Notre-Dame Cathedral is one of France’s most famous landmarks. Located on Île de la Cité island in Paris, its construction took nearly 200 years and was completed in the 14th century. On April 15th, 2019, a fire ravaged its roof and its spire, spreading around huge amounts of lead. French President Emmanuel Macron then pledged to rebuild the cathedral before the 2024 Olympic and Paralympic Games.

Contamination During and After the Fire

Prior to the fire, the roof of the Notre Dame Cathedral in Paris, undergoing renovations at the time, held approximately 460 tons of lead. It is estimated that 150kg of lead was released into the smoke during the fire. Following the accident, surface soil samples were collected within a 1 km radius of the cathedral, and air quality measurements were conducted at a station located 50km from the cathedral. The results indicated elevated levels of lead.

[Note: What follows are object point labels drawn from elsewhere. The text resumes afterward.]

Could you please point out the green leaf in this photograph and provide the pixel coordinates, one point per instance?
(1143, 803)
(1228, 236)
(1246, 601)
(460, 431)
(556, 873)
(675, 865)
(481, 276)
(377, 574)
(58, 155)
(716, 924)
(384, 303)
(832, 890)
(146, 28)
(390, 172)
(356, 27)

In the aftermath of the fire, the AFVS (Association of Families Victims of Lead Poisoning) embarked on a campaign to warn the population about the risks of lead exposure. Mathé Toullier, president of the association, and Annie Thébaud-Mony, a health sociologist, explained that few precautions were taken during and after the fire: on-site firefighters and police did not wear appropriate protection, nor did the employees mobilized afterward to clear the debris. Lead concentrations during the cleanup sometimes reached levels 100 to 1000 times higher than those recommended by the Public Health Regulations. A specialized decontamination design office commissioned by the Ministry of Culture also recommended the cathedral’s lockdown and decontamination, a project finally buried to the detriment of public health.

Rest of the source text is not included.